Grouping of Genotypes into Clusters. All the 40 genotypes were clustered into eight distinct clusters using Tocher’s method (Rao, 1952). The genotypes present within the cluster had smaller D2 values than those with different clusters. Table 3 and Fig. 1 shows how genotypes are distributed into distinct clusters. Out of eight clusters, clusters I was the largest one comprising of 17 genotypes followed by cluster III with 13 genotypes, clusters II and IV had 3 genotypes each. Clusters V, VI, VII and VIII are monogenotypic clusters. The genotypes present in the monogenotypic clusters were unique and very useful for breeding purpose.
Table 3: Distribution of 40 rice genotypes into eight clusters based on Tocher’s method.

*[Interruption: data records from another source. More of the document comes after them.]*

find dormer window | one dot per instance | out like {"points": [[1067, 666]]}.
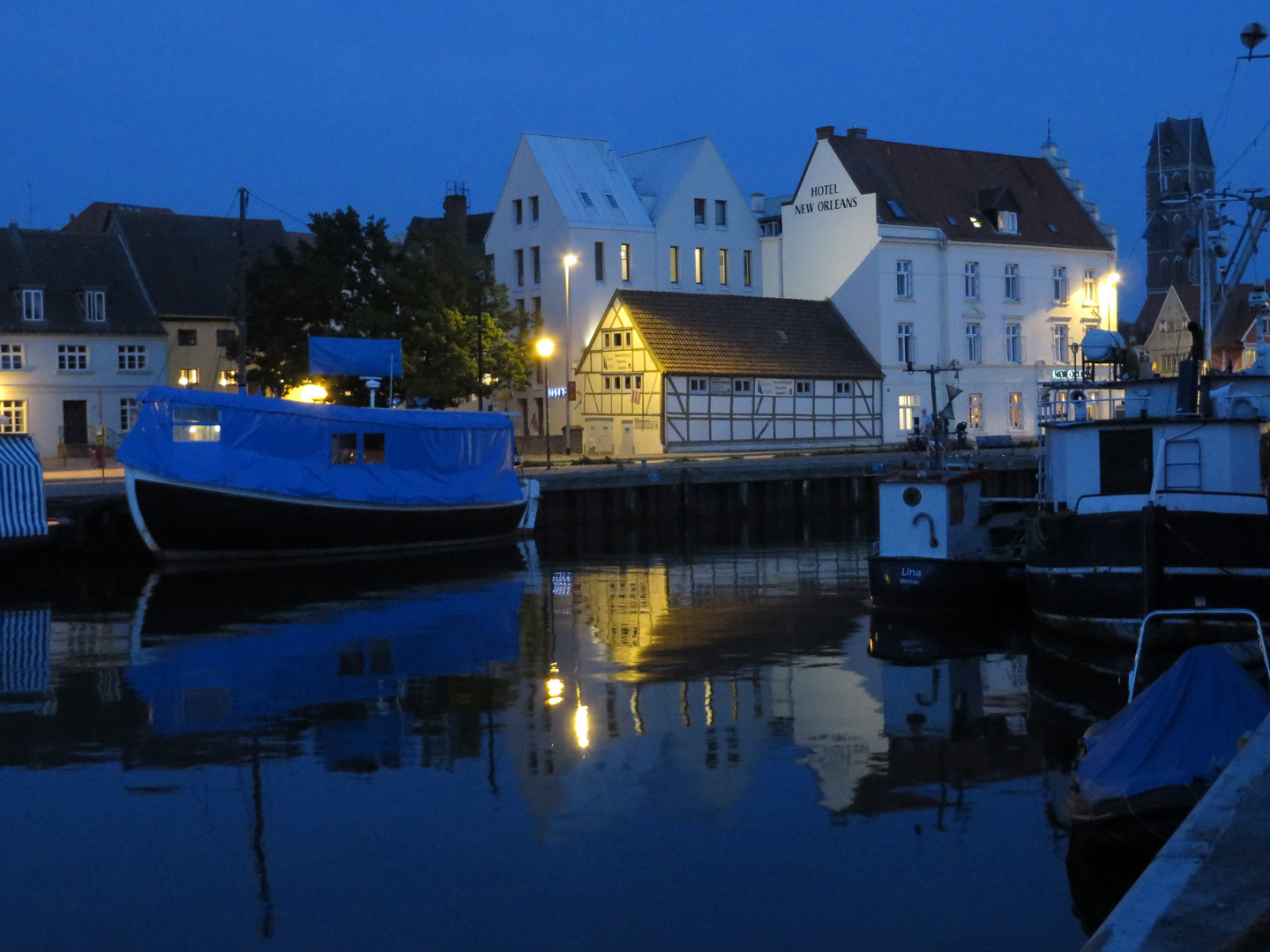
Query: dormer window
{"points": [[93, 302], [32, 303]]}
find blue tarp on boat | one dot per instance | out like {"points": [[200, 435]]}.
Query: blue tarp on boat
{"points": [[1184, 726], [430, 457], [22, 489]]}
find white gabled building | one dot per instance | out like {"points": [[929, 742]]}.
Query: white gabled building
{"points": [[669, 219], [935, 256]]}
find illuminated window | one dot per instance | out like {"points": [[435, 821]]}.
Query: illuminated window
{"points": [[907, 412], [1011, 282], [71, 357]]}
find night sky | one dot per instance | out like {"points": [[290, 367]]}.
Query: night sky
{"points": [[315, 106]]}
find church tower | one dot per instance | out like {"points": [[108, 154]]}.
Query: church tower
{"points": [[1179, 164]]}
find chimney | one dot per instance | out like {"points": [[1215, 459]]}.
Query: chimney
{"points": [[456, 215]]}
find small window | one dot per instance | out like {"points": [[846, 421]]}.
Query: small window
{"points": [[196, 424], [343, 449], [13, 415], [32, 303], [94, 306], [71, 357]]}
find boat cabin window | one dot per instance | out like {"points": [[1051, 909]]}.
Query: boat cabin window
{"points": [[343, 449], [1125, 465], [196, 424]]}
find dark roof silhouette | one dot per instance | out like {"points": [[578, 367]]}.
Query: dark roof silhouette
{"points": [[762, 337], [65, 265]]}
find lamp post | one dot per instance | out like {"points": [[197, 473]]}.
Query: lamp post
{"points": [[545, 346], [569, 260]]}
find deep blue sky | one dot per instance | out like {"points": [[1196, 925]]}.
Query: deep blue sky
{"points": [[377, 104]]}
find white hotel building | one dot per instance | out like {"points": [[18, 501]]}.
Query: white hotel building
{"points": [[935, 256], [669, 219]]}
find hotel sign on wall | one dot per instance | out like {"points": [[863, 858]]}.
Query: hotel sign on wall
{"points": [[826, 199]]}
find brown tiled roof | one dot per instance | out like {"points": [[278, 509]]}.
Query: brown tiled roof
{"points": [[761, 337], [931, 184]]}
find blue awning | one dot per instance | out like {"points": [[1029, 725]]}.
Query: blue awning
{"points": [[22, 487], [355, 357]]}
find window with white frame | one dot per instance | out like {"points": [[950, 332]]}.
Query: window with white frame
{"points": [[132, 357], [1013, 343], [34, 303], [905, 339], [907, 412], [71, 357], [94, 306], [1015, 412], [1011, 282], [13, 415], [905, 279], [1061, 353], [973, 343], [972, 280], [1059, 285]]}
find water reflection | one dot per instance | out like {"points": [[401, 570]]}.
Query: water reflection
{"points": [[725, 730]]}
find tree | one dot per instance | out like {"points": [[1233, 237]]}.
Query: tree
{"points": [[351, 279]]}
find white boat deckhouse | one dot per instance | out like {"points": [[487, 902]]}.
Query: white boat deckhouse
{"points": [[673, 372]]}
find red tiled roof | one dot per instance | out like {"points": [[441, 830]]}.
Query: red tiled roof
{"points": [[761, 337]]}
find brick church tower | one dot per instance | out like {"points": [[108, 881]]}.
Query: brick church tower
{"points": [[1177, 165]]}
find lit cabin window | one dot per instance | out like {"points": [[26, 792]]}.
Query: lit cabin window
{"points": [[196, 424]]}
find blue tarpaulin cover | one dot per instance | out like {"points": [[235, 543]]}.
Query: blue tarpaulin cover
{"points": [[1184, 726], [430, 457], [355, 357]]}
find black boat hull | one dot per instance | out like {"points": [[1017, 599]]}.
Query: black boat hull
{"points": [[185, 521], [1086, 574], [921, 585]]}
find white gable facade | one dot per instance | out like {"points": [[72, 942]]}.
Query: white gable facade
{"points": [[629, 221]]}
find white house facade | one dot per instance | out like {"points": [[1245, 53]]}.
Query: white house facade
{"points": [[938, 257], [669, 219]]}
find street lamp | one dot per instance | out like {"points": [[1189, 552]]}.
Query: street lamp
{"points": [[569, 260], [545, 346]]}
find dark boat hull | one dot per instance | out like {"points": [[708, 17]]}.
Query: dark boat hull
{"points": [[923, 585], [185, 521], [1086, 574]]}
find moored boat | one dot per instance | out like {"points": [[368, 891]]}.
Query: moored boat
{"points": [[219, 475]]}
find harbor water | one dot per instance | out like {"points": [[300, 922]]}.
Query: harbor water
{"points": [[695, 743]]}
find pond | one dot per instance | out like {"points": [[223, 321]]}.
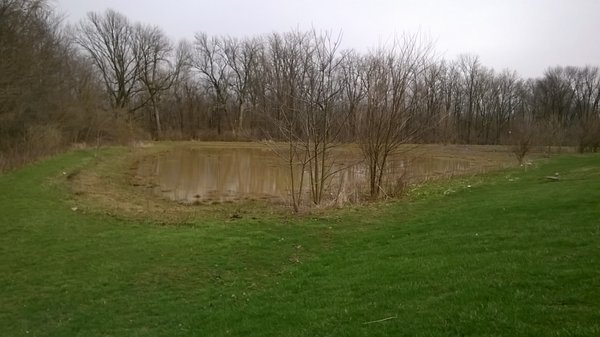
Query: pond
{"points": [[213, 174]]}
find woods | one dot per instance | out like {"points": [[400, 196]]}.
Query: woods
{"points": [[106, 79]]}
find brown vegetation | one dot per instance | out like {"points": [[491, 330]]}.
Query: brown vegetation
{"points": [[107, 79]]}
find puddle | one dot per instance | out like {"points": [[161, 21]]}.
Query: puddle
{"points": [[209, 175]]}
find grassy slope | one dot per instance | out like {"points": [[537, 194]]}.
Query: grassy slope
{"points": [[512, 255]]}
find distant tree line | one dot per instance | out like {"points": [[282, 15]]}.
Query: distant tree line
{"points": [[107, 79]]}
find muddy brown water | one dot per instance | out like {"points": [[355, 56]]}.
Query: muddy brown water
{"points": [[209, 175]]}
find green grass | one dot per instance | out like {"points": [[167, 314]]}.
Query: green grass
{"points": [[512, 255]]}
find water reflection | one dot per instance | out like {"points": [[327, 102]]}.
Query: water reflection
{"points": [[220, 175]]}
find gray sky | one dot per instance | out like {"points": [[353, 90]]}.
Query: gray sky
{"points": [[523, 35]]}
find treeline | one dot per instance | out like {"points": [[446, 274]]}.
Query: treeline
{"points": [[107, 79]]}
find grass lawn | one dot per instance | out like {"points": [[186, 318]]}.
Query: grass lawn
{"points": [[514, 254]]}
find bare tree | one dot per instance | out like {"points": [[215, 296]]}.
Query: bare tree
{"points": [[385, 119], [159, 67], [108, 40], [211, 62]]}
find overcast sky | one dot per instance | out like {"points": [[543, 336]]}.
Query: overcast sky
{"points": [[523, 35]]}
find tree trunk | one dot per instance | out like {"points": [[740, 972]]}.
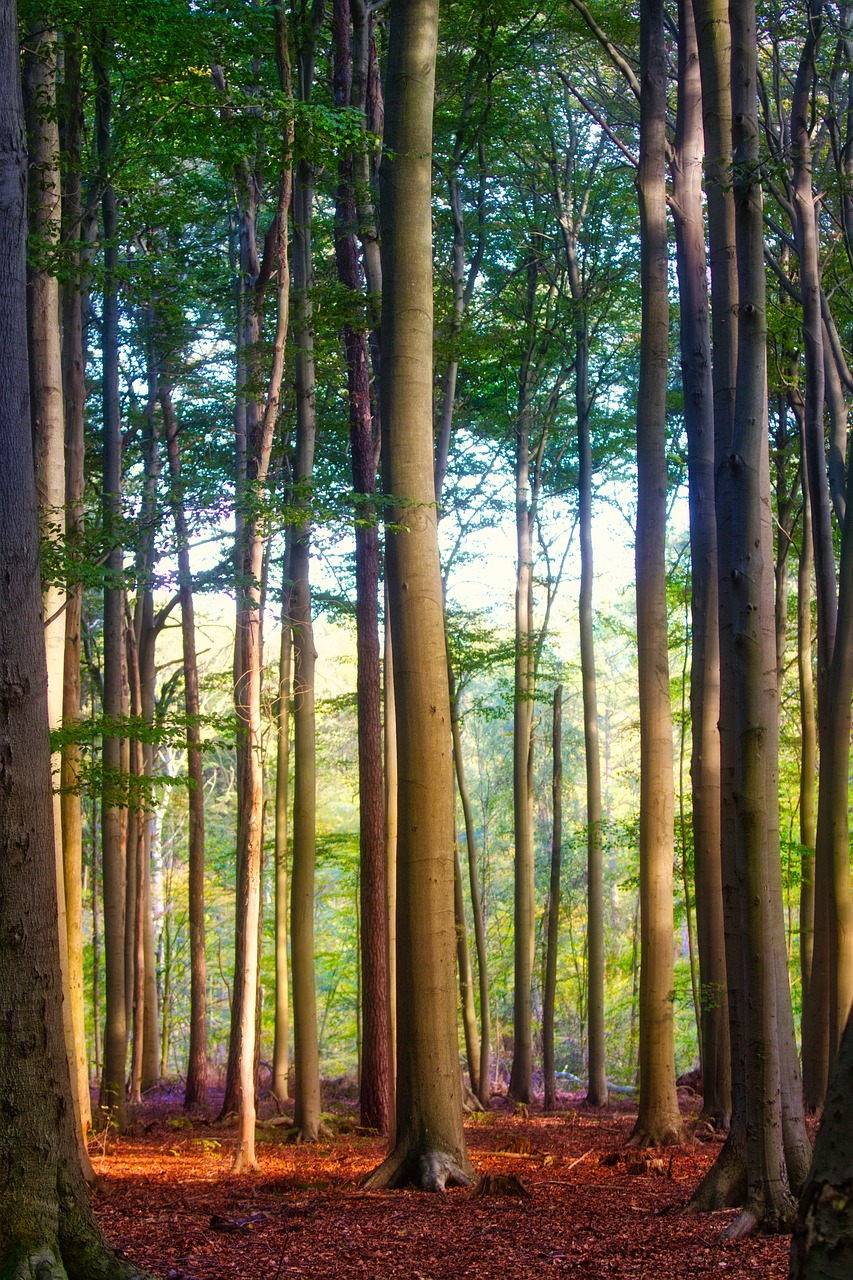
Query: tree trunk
{"points": [[196, 1088], [255, 428], [807, 764], [49, 435], [596, 1056], [822, 1243], [389, 745], [429, 1144], [523, 707], [306, 1064], [753, 682], [550, 996], [705, 671], [372, 863], [281, 1048], [658, 1120], [115, 1029], [465, 979], [74, 401], [484, 1069], [46, 1226]]}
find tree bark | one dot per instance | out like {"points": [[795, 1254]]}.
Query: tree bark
{"points": [[281, 1048], [46, 1226], [429, 1144], [705, 670], [195, 1093], [306, 1064], [658, 1120], [363, 447], [74, 401], [550, 996], [115, 1029]]}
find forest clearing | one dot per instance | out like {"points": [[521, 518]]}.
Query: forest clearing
{"points": [[168, 1201]]}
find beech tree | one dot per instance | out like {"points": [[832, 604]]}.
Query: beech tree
{"points": [[429, 1143], [46, 1225]]}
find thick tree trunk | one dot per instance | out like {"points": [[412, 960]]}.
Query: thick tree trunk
{"points": [[49, 439], [822, 1243], [46, 1226], [484, 1069], [658, 1120], [429, 1146], [550, 996], [705, 670]]}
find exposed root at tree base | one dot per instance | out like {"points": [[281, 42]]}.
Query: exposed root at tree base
{"points": [[774, 1219], [425, 1170], [44, 1262], [669, 1133]]}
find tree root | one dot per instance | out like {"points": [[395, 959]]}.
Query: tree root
{"points": [[669, 1133], [725, 1183], [425, 1170]]}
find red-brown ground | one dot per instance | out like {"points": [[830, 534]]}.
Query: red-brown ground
{"points": [[167, 1200]]}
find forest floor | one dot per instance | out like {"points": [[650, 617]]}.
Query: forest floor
{"points": [[565, 1203]]}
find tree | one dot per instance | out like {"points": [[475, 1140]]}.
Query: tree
{"points": [[822, 1243], [46, 1225], [429, 1142], [658, 1119]]}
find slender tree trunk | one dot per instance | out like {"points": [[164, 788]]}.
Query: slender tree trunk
{"points": [[550, 996], [705, 671], [769, 1201], [306, 1112], [658, 1119], [255, 426], [465, 979], [807, 764], [372, 877], [196, 1088], [74, 401], [597, 1072], [389, 745], [46, 1226], [429, 1144], [523, 707], [136, 835], [281, 1050], [115, 1029]]}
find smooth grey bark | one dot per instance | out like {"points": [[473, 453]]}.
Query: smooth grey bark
{"points": [[115, 1029], [705, 666], [306, 1063], [364, 457], [195, 1093], [658, 1120], [550, 993], [46, 1226], [429, 1142]]}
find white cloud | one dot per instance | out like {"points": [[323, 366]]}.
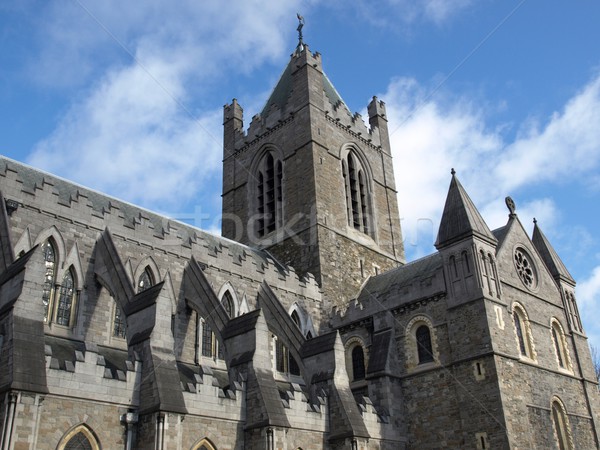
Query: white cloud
{"points": [[567, 145], [588, 298], [430, 135], [134, 125]]}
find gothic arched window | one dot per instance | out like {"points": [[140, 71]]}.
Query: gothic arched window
{"points": [[561, 426], [523, 332], [79, 438], [66, 299], [145, 280], [269, 194], [119, 323], [296, 319], [227, 302], [424, 347], [79, 442], [49, 251], [284, 361], [358, 363], [560, 345], [208, 340], [357, 193]]}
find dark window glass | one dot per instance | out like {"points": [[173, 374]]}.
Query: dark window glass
{"points": [[558, 346], [560, 425], [65, 300], [227, 303], [207, 340], [424, 349], [520, 335], [119, 323], [358, 363], [146, 280], [281, 357], [296, 318], [50, 262], [79, 442]]}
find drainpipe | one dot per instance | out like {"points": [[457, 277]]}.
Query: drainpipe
{"points": [[159, 442], [129, 419], [270, 439], [9, 420]]}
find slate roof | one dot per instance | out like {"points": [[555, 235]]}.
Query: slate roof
{"points": [[549, 255], [64, 356], [400, 276], [461, 218], [283, 89], [102, 204]]}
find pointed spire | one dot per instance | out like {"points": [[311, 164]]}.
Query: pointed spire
{"points": [[549, 256], [300, 38], [461, 218]]}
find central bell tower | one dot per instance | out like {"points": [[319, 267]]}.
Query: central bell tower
{"points": [[311, 183]]}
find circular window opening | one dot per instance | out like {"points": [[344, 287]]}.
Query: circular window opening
{"points": [[525, 268]]}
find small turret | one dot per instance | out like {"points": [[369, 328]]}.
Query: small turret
{"points": [[378, 121], [233, 124]]}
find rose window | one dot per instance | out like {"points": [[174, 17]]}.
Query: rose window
{"points": [[525, 268]]}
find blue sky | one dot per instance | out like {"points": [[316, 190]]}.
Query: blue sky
{"points": [[126, 98]]}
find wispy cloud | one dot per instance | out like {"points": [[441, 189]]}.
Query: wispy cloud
{"points": [[400, 15], [134, 124], [440, 132]]}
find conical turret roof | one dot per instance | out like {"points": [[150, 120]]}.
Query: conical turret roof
{"points": [[283, 89], [549, 255], [461, 218]]}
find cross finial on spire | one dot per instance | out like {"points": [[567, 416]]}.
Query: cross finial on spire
{"points": [[510, 204], [300, 25]]}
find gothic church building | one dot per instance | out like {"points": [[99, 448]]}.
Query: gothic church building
{"points": [[303, 327]]}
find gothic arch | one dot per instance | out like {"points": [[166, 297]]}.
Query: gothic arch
{"points": [[72, 261], [354, 358], [59, 242], [228, 287], [23, 245], [299, 313], [358, 187], [416, 347], [561, 425], [79, 437], [265, 196], [146, 263], [559, 342], [204, 444], [523, 335]]}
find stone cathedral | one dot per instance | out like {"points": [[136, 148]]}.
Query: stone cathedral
{"points": [[303, 327]]}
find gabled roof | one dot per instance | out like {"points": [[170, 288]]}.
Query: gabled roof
{"points": [[461, 218], [404, 275], [283, 89], [549, 255]]}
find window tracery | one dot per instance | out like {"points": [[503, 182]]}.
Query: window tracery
{"points": [[269, 194], [562, 428], [523, 332], [49, 252], [66, 300], [357, 193]]}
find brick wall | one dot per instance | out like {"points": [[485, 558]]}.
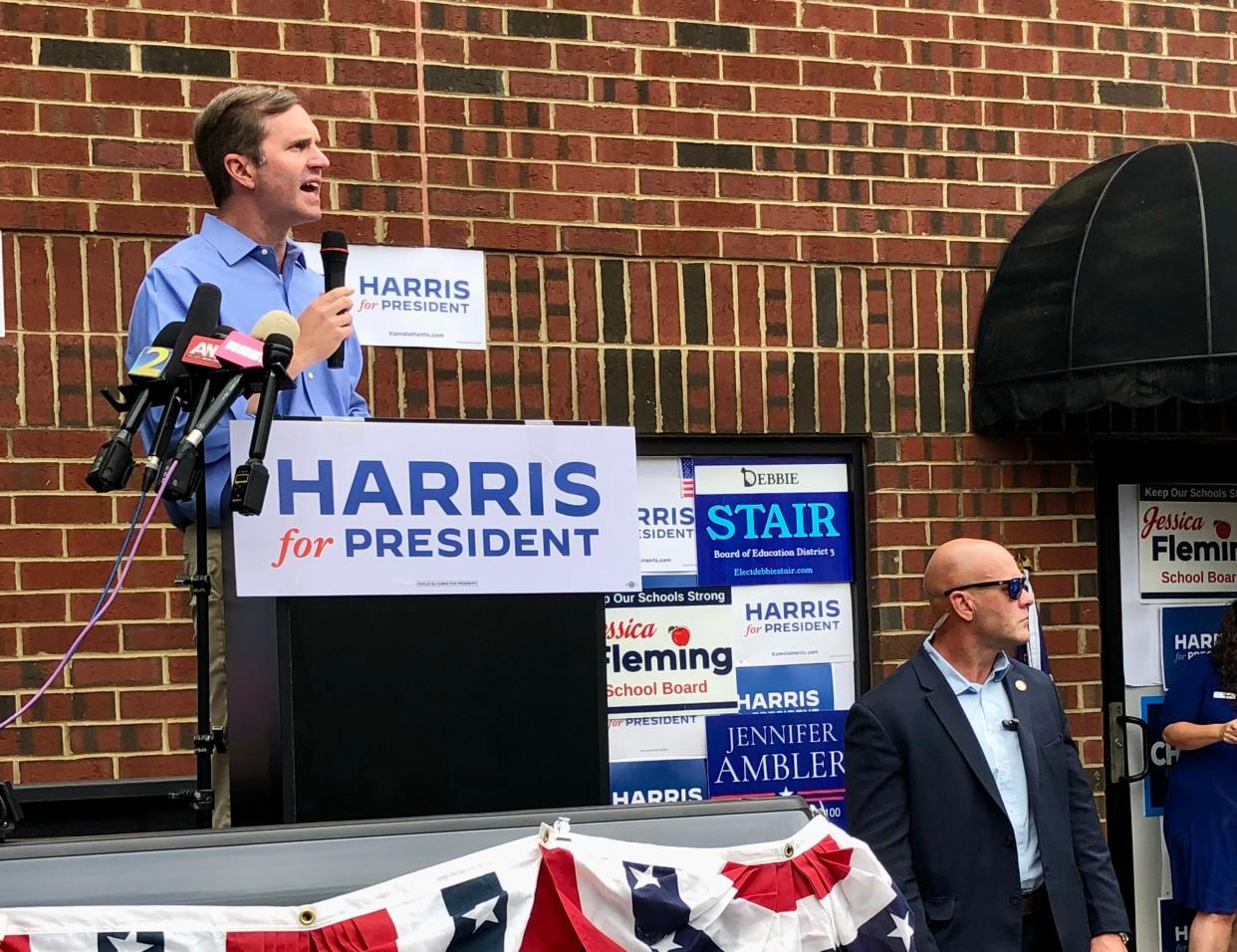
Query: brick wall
{"points": [[701, 215]]}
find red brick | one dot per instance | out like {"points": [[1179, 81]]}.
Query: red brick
{"points": [[228, 32], [157, 766], [61, 772], [98, 671], [116, 738], [680, 66], [164, 702]]}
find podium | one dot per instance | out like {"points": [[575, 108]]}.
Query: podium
{"points": [[366, 707], [349, 702]]}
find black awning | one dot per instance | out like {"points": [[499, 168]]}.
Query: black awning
{"points": [[1119, 288]]}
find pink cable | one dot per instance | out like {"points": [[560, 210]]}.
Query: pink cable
{"points": [[102, 609]]}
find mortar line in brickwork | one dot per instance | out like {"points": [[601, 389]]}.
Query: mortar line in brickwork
{"points": [[418, 39], [20, 326]]}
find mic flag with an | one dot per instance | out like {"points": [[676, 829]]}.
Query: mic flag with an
{"points": [[819, 890]]}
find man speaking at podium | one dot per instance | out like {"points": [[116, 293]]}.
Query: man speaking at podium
{"points": [[260, 153]]}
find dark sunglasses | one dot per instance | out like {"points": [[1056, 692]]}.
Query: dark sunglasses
{"points": [[1013, 587]]}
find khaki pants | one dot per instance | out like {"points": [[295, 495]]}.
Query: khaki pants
{"points": [[218, 669]]}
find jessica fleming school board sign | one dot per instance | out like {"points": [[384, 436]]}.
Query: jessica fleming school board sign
{"points": [[413, 297], [367, 507]]}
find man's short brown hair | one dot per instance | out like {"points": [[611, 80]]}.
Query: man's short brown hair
{"points": [[235, 121]]}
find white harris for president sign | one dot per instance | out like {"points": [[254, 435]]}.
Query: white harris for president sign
{"points": [[414, 297], [367, 507]]}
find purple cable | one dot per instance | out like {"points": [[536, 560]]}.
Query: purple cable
{"points": [[102, 609]]}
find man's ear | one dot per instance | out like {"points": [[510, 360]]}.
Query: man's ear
{"points": [[961, 605], [240, 169]]}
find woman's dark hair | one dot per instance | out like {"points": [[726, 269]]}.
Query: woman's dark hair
{"points": [[1223, 651]]}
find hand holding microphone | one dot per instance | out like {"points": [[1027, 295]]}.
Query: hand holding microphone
{"points": [[325, 326], [334, 264]]}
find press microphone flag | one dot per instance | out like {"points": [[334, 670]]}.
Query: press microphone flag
{"points": [[238, 353], [334, 264], [156, 378], [175, 402], [114, 462]]}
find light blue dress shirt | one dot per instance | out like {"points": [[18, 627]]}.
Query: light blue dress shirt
{"points": [[986, 705], [251, 286]]}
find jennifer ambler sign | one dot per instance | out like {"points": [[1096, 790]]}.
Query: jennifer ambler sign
{"points": [[414, 297], [768, 754], [366, 507], [1186, 547]]}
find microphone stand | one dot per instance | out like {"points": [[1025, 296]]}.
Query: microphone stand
{"points": [[208, 740]]}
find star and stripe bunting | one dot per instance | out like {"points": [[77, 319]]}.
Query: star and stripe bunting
{"points": [[821, 891]]}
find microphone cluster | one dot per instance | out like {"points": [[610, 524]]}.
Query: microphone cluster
{"points": [[199, 366], [195, 368]]}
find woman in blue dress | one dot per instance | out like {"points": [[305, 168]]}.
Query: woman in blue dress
{"points": [[1200, 810]]}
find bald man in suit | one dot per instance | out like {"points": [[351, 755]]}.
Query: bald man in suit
{"points": [[962, 777]]}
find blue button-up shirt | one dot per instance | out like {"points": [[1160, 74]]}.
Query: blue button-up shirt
{"points": [[986, 705], [251, 285]]}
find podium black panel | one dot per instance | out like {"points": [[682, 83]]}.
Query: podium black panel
{"points": [[367, 707], [422, 705]]}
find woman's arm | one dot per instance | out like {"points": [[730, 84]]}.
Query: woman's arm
{"points": [[1185, 736]]}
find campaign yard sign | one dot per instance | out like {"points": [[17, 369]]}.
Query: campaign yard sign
{"points": [[657, 737], [753, 754], [770, 521], [668, 649], [658, 782], [369, 507], [1186, 630], [1186, 548], [1161, 756], [1175, 921], [781, 687], [793, 623], [667, 521], [413, 297]]}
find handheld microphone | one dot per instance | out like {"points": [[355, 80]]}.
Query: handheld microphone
{"points": [[334, 264], [239, 352], [249, 484], [114, 462]]}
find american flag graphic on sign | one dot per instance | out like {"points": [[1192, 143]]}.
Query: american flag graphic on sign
{"points": [[819, 890]]}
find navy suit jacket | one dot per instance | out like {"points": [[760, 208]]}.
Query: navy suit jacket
{"points": [[920, 794]]}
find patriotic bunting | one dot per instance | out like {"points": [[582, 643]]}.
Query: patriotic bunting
{"points": [[819, 891]]}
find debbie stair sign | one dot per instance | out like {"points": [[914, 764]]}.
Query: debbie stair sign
{"points": [[772, 522]]}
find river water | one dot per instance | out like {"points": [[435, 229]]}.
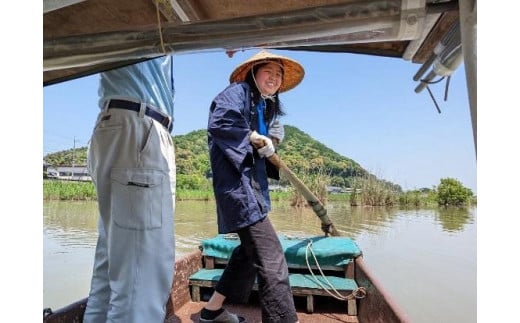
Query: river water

Cluster No. | No. of Genotypes | Genotypes |
I | 17 | BPT3006, SM227, MTU1061, Sharbati, MTU1001, NLR2422, ND44, WGL32100, MTU1224, Pusa Basmati, MM152, Vikramarya, MTU1153, MTU1010, NLR34242, Aditya, MD5 |
II | 3 | Heera, Pant dhan 12, 81C |
III | 13 | LRG-5, MTU1318, MTU7029, MTU1217, Warangal Samba, BPT5204, BPT1235, 187-3, ND3, NLR33892, MTU1210, MM11, NLR34449 |
IV | 3 | Udayagiri, Navara, Anjali |
V | 1 | DRR Dhan 38 |
VI | 1 | RNR19186 |
VII | 1 | WGL1142 |
VIII | 1 | MTU3626 |
Average Intra and Inter Cluster D2 Values. The average intra and inter cluster D2 values among the eight clusters were represented in Table 4 and the cluster diagram was furnished in Fig. 2. The average intra-cluster distance ranged from 0.00 to 219.32. Maximum intra-cluster distance was reported in cluster III (219.32) followed by cluster II (147.28), cluster I (133.82) and cluster IV (105.22) which manifested that some divergence still existed among the genotypes of the same cluster, which could be used in the yield improvement whereas no intra-cluster distance was observed in clusters V, VI, VII and VIII because of monogenic clusters.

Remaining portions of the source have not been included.